Un editoriale implacabile e che trova conferma nelle denunce della società civile brasiliana, raccolte da Vita. "Dall'inizio del mandato di Bolsonaro nel 2019, il 73% in più di terra è stata deforestata", denuncia Marcio Astrini, direttore esecutivo dell'Osservatorio climatico di San Paolo. Secondo lui se Bolsonaro vincerà di nuovo, la maggior parte dell'Amazzonia se ne andrà. “Il presidente ha un'agenda pubblica contro contro la protezione delle foreste e contro l'ambiente”, afferma, perché “è un negazionista dei cambiamenti climatici”.

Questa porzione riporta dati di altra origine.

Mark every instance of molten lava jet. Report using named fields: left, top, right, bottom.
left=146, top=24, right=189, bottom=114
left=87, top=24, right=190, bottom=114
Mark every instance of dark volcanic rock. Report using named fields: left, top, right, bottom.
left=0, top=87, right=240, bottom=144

La battaglia politica in corso in Brasile ha dunque enormi implicazioni per la foresta pluviale più grande del mondo. "La deforestazione è aumentata drammaticamente negli ultimi anni", conferma Marcelo Ferronato, biologo di Ecoporé, una ONG con sede a Porto Velho, nello stato della Rondonia. Ferronato voterà Lula ma è "molto preoccupato” da una possibile riconferma del presidente in carica perché Bolsonaro ha messo a tacere il Ministero dell'Ambiente dal lanciare allarmi o parlare pubblicamente dei rischi dello sviluppo produttivo nella foresta. Non bastasse, ha anche tagliato i fondi delle forze dell'ordine, rendendo più difficile il pattugliamento dell'enorme territorio amazzonico. Solo a settembre, l'Istituto nazionale per la ricerca spaziale del Brasile ha individuato oltre 42.000 incendi amazzonici. “L'Amazzonia è una foresta umida. Non prende fuoco naturalmente. Sono causati dall’uomo”, denuncia Ferronato.

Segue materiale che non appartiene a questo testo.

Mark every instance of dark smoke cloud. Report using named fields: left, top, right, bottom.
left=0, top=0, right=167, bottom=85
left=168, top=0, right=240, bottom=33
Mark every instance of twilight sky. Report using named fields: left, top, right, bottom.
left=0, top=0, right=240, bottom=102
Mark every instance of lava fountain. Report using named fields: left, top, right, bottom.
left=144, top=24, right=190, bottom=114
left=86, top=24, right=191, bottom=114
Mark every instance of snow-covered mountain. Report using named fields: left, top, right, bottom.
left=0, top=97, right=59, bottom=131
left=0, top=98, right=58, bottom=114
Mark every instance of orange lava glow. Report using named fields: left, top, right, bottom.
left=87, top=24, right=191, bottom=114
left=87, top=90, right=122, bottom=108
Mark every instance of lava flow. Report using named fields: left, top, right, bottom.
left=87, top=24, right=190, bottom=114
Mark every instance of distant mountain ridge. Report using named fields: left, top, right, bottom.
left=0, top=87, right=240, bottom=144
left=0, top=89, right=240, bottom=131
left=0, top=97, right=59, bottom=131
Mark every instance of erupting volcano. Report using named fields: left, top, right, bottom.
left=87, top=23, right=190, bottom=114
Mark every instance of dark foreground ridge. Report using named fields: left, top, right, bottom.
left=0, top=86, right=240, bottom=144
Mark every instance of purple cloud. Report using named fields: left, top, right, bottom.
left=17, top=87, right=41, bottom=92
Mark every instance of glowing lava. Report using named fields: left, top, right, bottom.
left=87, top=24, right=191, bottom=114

Secondo la National Oceanic and Atmospheric Administration, un’agenzia scientifica statunitense, la foresta pluviale amazzonica immagazzina circa 123 miliardi di tonnellate di carbonio, equivalenti a quattro anni di emissioni globali se dovesse essere rilasciata come CO2, che è ciò che accade quando brucia. Lo stoccaggio di carbonio della foresta è il risultato di millenni di estrazione di CO2 per la fotosintesi, ma ci sono prove che parti dell'Amazzonia ora emettono più carbonio di quanto ne assorbano. Ecco perché scienziati e difensori ambientali stanno denunciando che l’azione di Bolsonaro in Amazzonia "è la peggiore possibile", afferma Stela Herschmann della rete di conservazione brasiliana Observatório do Clima. "Alcuni scenari mostrano che l'Amazzonia non sopravviverà ad altri quattro anni di questo disastroso governo e sta a noi brasiliani prendere la decisione migliore".
Non bastasse, più deforestazione significa anche maggiore violenza. Un recente rapporto del Forum brasiliano sulla sicurezza pubblica, in collaborazione con l'Istituto per il clima e la società del Brasile e l'Università dello Stato di Pará, ha dimostrato che nel 2020 l'Amazzonia ha registrato 29,6 omicidi ogni 100.000 abitanti, contro una media nazionale di 23,9. I tassi più alti corrispondono ai comuni che tagliano più alberi. Anche se il governo federale ha speso 109 milioni di euro per le operazioni in Amazzonia dal 2019, la violenza e i crimini ambientali non sono diminuiti. Secondo una recente indagine di The Intercept, in Amazzonia ci sono 1.269 piste clandestine vicino alle miniere d'oro illegali gestite anche dal più importante gruppo criminale del paese, il Primo Comando della Capitale (PCC). I trafficanti di droga utilizzano infatti i fiumi amazzonici come vie di trasporto della cocaina dalla Colombia al Brasile mentre lo Stato di Amazonas è diventato il principale punto di ingresso per la cocaina e la marijuana peruviane attraverso i fiumi Solimões e Javarí.